Slightly more hyped than usual, Samurai Rising is RPG giant Square Enix’s latest attempt to get a slice of the booming social RPG market. As with many of their other efforts in this market, Samurai Rising takes strongly after another popular free-to-play game, in this case White Cat Project. It’s an action-RPG built for single or multiplayer play, with all the trimmings and tricks you’ve probably come to expect from the social RPG genre. I’ve spent a little time with the game since it came out yesterday here in Japan, and I thought I’d give you a few impressions.
First of all, the usual provisos apply. There will be a big data download when you start the app the first time, and here and there after that. You need to be online to play. The gameplay is gentle at first but eventually starts to put the pressure on you to have strong characters, and you’ll need some luck at the random gatcha draws to get them. With that out of the way, let’s go into some specifics. To start with, Samurai Rising is a very pretty game. The game’s visual style takes after Bravely Default very strongly, albeit with an Edo-era Japan twist. Even the monsters go for a cool Final Fantasy-by-way-of-medieval-Japan motif with, for example, Bombs that look like paper lanterns.
The gameplay is fairly simple. You just tap to attack and drag your finger around the screen to move. Stages are relatively short and consist of a few skirmishes with regular enemies followed by a boss battle. Although you bring a party into battle with you, only one character appears on-screen at a time, with a button to swap between them as you like. You can also bring a friend’s character with you, and they will appear on-screen with your chosen hero. The multiplayer mode naturally allows for more than one character on-screen at time, of course.
The characters are all essentially Final Fantasy job classes done in a medieval Japan style. You’ve got fighters, black mages, white mages, and so on. It’s a cool touch of familiarity, though to be honest, we’ve seen so many social RPG takes on Final Fantasy that even this old stand-by is losing its shine. Characters can be strengthened by equipping gear that you find on quests or by bumping up their stats with various colored essences you come across.
I’m still quite early on in Samurai Rising, so it’s hard for me to speak with any sort of authority as to how its difficulty curve will go in the long run. It seems that, as usual for a social RPG, if you can get some friends with powerful characters, you’ll be able to skate through the early part of the game at least. I suppose the only big problem at this point is that the game feels very much like White Cat Project with a Final Fantasy spin and a dash of samurai for seasoning. That doesn’t make it a bad game by any means, but it does make it somewhat redundant, and that doesn’t speak well for its chances of survival in the cut-throat social RPG landscape.

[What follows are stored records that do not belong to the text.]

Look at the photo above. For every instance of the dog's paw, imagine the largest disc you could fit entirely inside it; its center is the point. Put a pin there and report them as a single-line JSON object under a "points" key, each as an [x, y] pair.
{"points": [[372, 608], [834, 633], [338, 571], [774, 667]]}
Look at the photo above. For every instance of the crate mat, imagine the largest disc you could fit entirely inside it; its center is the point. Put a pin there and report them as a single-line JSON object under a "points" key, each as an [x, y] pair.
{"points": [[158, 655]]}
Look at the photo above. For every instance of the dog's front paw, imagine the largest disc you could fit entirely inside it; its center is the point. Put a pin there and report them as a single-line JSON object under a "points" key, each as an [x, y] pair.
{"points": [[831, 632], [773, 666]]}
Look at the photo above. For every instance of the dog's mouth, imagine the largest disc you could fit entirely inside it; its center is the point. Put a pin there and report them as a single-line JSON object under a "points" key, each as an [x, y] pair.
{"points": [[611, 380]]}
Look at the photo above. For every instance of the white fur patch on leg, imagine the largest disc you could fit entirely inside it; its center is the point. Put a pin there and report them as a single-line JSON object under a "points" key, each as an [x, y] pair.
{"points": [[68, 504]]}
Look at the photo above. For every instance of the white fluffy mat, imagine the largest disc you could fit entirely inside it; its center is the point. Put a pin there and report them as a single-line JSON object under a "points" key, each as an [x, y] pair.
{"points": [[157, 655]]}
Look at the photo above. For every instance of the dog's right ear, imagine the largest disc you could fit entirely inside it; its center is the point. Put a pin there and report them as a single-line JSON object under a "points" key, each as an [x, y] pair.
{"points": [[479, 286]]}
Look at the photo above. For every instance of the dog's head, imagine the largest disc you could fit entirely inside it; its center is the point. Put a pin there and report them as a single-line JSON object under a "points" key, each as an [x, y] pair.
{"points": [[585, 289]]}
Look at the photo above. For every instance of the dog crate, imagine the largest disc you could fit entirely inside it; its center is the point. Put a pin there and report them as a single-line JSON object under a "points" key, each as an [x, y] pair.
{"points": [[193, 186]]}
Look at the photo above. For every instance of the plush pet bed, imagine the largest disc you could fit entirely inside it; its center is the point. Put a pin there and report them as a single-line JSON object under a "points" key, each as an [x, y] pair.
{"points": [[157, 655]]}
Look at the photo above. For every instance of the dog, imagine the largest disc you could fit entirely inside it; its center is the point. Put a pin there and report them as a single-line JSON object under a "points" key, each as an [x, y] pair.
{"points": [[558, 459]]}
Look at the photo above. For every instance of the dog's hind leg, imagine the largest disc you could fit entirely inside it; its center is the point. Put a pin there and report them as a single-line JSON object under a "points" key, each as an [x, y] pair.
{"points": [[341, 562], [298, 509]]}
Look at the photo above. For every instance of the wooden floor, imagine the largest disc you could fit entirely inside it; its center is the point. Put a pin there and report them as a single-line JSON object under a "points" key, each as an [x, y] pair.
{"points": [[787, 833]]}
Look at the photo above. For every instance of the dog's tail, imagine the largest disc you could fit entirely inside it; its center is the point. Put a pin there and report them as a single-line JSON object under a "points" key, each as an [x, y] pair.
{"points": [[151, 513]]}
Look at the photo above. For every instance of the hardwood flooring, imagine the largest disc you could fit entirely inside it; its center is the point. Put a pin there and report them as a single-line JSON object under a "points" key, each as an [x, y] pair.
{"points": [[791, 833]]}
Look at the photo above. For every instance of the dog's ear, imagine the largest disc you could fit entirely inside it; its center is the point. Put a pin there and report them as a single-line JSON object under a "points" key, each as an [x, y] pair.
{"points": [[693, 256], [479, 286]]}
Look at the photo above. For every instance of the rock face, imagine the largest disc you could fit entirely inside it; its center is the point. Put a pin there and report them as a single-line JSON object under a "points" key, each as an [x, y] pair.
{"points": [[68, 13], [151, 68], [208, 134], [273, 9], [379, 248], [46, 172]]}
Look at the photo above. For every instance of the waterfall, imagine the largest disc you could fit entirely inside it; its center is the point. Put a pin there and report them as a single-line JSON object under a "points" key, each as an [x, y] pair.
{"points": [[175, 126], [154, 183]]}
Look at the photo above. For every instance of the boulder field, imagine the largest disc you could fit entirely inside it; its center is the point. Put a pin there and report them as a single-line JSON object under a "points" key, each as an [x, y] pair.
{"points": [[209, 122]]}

As always, it’s up in the air as to whether or not Square Enix will release this game outside of Japan. Most of their free-to-play games haven’t come over, but they’ve been taking a few more chances of late. The production values on Samurai Rising make me think that they want to take it wider, but the samurai style could point to this being a product meant primarily for the domestic Japanese market. I suppose time will tell. At any rate, if I come across anything particularly interesting down the line, I’ll write up some further impressions. For now, you can file Samurai Rising under “good, but not particularly exciting" with most of Square Enix’s other social RPGs.